3.   Melakukan riset tentang kekuatan dan kelemahan dari kompetisi yang ada.
4.   Memahami perbedaan-perbedaan yang nyata antara perpustakaan dengan pesaingnya.
5.   Melakukan posisioning yaitu menanamkan kesan tentang perpustakaan dan layanan yang disediakan.
6.   Membuat identitas lembaga yang menggambarkan citra yang diharapkan.
           
Kegiatan Marketing
1.   Menetapkan Tujuan
Dalam melakukan kegitan harus ditetapkan tujuan yang jelas, seringkali dalam kegiatan marketing terdapat beberapa tujuan.

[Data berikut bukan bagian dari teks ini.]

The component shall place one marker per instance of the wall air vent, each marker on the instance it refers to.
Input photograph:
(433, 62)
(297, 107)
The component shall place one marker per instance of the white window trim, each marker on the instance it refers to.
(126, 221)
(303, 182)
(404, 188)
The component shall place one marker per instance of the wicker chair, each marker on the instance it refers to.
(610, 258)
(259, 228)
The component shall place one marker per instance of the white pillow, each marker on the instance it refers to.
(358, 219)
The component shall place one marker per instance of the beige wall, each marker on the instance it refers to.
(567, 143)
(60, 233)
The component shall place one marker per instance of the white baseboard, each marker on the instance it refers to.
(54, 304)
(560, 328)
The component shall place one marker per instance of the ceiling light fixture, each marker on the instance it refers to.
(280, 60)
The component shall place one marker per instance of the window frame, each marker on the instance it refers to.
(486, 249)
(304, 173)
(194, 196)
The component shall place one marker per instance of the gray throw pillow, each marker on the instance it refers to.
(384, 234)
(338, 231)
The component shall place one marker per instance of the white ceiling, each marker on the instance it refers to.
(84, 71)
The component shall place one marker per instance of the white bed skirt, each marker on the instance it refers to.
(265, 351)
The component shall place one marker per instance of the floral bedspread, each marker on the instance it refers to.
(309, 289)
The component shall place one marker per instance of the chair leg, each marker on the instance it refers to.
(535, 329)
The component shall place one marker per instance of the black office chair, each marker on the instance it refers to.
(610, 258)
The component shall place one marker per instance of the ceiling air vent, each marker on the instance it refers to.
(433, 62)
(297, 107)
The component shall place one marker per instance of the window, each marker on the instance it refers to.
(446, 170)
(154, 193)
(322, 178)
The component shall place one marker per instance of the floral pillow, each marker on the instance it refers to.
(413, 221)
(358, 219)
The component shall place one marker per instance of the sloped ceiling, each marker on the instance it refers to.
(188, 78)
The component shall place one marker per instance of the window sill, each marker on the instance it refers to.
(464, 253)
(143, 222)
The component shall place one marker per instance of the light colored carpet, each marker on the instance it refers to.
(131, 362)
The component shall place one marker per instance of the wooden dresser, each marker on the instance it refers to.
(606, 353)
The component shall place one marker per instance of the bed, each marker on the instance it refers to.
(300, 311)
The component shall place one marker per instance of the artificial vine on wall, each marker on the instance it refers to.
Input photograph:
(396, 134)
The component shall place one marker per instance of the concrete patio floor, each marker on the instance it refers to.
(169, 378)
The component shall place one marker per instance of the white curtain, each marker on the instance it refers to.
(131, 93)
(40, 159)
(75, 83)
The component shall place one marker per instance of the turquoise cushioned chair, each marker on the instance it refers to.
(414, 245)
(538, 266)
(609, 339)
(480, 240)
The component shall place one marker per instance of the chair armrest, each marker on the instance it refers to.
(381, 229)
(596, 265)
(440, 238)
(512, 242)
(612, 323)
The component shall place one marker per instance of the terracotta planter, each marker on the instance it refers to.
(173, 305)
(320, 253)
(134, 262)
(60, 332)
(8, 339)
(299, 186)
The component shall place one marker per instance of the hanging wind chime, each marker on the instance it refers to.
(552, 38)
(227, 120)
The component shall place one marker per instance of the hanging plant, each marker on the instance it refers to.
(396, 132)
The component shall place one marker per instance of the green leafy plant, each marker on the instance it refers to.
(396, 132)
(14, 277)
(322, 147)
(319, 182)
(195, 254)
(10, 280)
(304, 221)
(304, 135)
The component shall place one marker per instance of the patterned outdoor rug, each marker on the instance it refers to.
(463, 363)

Jika terdapat beberapa tujuan maka harus ditetapkan prioritas.
2.   Marketing Mix (Bauran Pemasaran)
    Corral (1999 : 243) menyatakan, bahwa marketing mix  adalah seperangkat unsur pemasaran yang  dapat dikendalikan oleh organisasi. Fungsinya adalah untuk mempengaruhi tanggapan konsumen terhadap produk atau jasa yang dihasilkan oleh organisasi dan dikontrol dengan melihat kebutuhan secara individual dan kolektif agar tujuan pemasaran dapat berhasil. Hal ini dilakukan dengan kerangka kerja untuk mempertimbangkan beberapa hal yang dapat dilakukan untuk mempengaruhi penggunaan layanan suatu organisasi.
Pada tahun 1990an Kotler memperkenalkan konsep baru  dari sebuah paradigma pengguna, yaitu paradigma 4C (yang merupakan buyer paradign) yang menggantikan paradigma 4P yang secara umum sebagai paradigma pemasar (seller’s paradigm). Hal tersebut dikatakan akan bermanfaat bagi pustakawan dan profesi informasi. Perubahan strategi dan pendekatan 4C yang disampaikan oleh Kotler menjadi sebuah bauran yang lebih mudah diterima oleh kalangan pustakwan dan professional informasi.
                Perubahan dari paradigma 4P menjadi 4C, menurut Saez (1993 : 39) adalah sebagai berikut :
  1. Product menjadi value to Client or User, Costumer value.
  2. Price menjadi Cost to the costumer and includes time and energi cost.
  3. Place menjadi Convinience.
4.       Promotion menjadi Communication.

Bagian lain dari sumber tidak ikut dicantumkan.